Ele fez que sim com a cabeça e começou a estocá-la delicadamente, aumentando a frequência à medida que ela parecia mais excitada. Mais uma vez, ela interrompeu o ato de forma brusca - Sai! - e, sem aviso, postou-se de quatro na cama, e ordenou que ele a penetrasse. E ele obedeceu.

Ele movimentava-se delicadamente, e ela reclamou:

- Puta que pariu!, vai mais rápido.

Ele aumentava a velocidade, e ela reclamou:

- Cacete, tá me machucando!

O pênis, momentos antes arquetípico em seu volume, agora já estava semiflácido, escapando um número de vezes que ele julgou constrangedor e ela, inconveniente. E foi quando se virou para reclamar mais uma vez que ela viu, pela imagem refletida no espelho.

E, naquele momento, a única coisa que lhe ocorreu foi gritar.

XXX

- Isso nunca aconteceu comigo antes...

- Tudo bem.

- Acho que me desconcentrei. Não sei explicar.

- Tudo bem.

Ambos estavam sentados em lados opostos da cama, cabisbaixos. Ela queria perguntar sobre a imagem do espelho, queria saber se ele era o dono daquelas pernas peludas e caprinas e daqueles - céus! - chifres. Se o homem transfigurado, ou melhor, desfigurado que a fodia no espelho era aquele mesmo que estava ali, amuado, tentando justificar o sumiço de sua ereção. Mas tinha medo da resposta.

- Se a senhora quiser, podemos lhe devolver o dinheiro e...

- Não. Acho que o problema foi comigo. Mas gostaria que você fosse embora.

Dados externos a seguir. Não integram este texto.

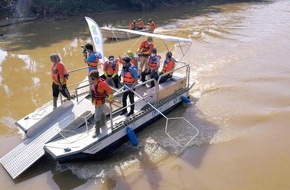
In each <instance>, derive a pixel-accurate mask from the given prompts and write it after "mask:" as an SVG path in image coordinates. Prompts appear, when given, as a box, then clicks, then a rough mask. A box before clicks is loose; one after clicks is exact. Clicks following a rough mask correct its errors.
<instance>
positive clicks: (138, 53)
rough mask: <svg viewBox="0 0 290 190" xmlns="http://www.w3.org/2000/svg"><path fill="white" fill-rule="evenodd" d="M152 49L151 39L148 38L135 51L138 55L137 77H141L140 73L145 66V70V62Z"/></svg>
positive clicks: (140, 73)
mask: <svg viewBox="0 0 290 190" xmlns="http://www.w3.org/2000/svg"><path fill="white" fill-rule="evenodd" d="M153 48H154V44H153V38H152V37H148V38H147V40H146V41H143V42H142V43H141V44H140V47H139V49H138V50H137V53H138V55H139V62H140V65H139V66H140V67H139V76H141V73H142V71H143V67H144V66H145V69H147V68H148V67H147V64H145V63H146V61H147V59H148V56H149V55H150V54H151V50H152V49H153Z"/></svg>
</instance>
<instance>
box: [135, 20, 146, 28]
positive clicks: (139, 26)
mask: <svg viewBox="0 0 290 190" xmlns="http://www.w3.org/2000/svg"><path fill="white" fill-rule="evenodd" d="M143 29H145V24H144V22H143V20H142V19H141V18H139V19H138V23H137V30H143Z"/></svg>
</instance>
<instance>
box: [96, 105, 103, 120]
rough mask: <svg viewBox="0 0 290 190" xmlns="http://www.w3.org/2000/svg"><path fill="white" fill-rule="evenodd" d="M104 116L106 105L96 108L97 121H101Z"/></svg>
mask: <svg viewBox="0 0 290 190" xmlns="http://www.w3.org/2000/svg"><path fill="white" fill-rule="evenodd" d="M102 114H104V104H102V105H100V106H96V107H95V121H101V116H102Z"/></svg>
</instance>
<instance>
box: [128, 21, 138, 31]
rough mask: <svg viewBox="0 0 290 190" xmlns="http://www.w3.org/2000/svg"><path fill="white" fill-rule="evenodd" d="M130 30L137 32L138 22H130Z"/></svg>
mask: <svg viewBox="0 0 290 190" xmlns="http://www.w3.org/2000/svg"><path fill="white" fill-rule="evenodd" d="M129 29H130V30H136V29H137V27H136V20H132V21H131V22H130V25H129Z"/></svg>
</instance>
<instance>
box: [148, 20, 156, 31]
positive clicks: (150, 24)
mask: <svg viewBox="0 0 290 190" xmlns="http://www.w3.org/2000/svg"><path fill="white" fill-rule="evenodd" d="M149 26H150V29H151V30H155V28H156V25H155V23H154V22H153V21H151V22H150V23H149Z"/></svg>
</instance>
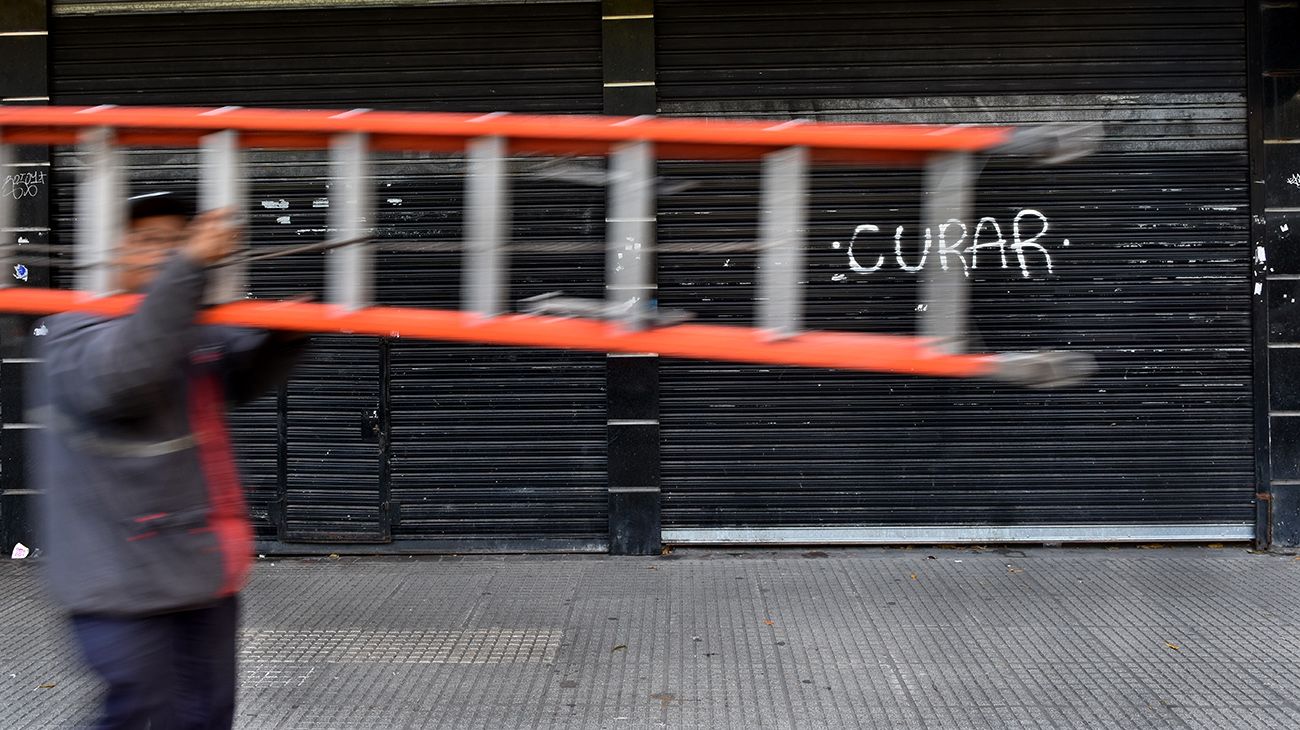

- Tudo bem - ele se levantou da cama e começou a vestir as roupas. Ficou em dúvida se deveria se despedir ou não, e chegou a estender a mão, mas de sua boca não saiu nenhuma palavra, e como ela continuou de costas, achou melhor ir embora sem dizer nada.
Ela aguardou até ouvir o barulho da porta se fechando. Esperou alguns minutos e ligou para a portaria, confirmando com Sebastião que o cavalheiro já havia se retirado. Uma pequena precaução, afirmou para si mesma.

Levantou-se, ainda nua, e foi até seu escritório, sentando-se em frente ao computador que continuava ligado. Era tarde, e a bolsa de Tóquio já devia estar num momento significativo do dia. Os números realizavam seu balé aritmético e aquilo, aos poucos, fez com que se esquecesse da imagem do espelho, suprimindo-a com outro tipo de prazer que, por vias tortas, despertou-lhe novamente a libido.

Aquela noite teria que se satisfazer sozinha.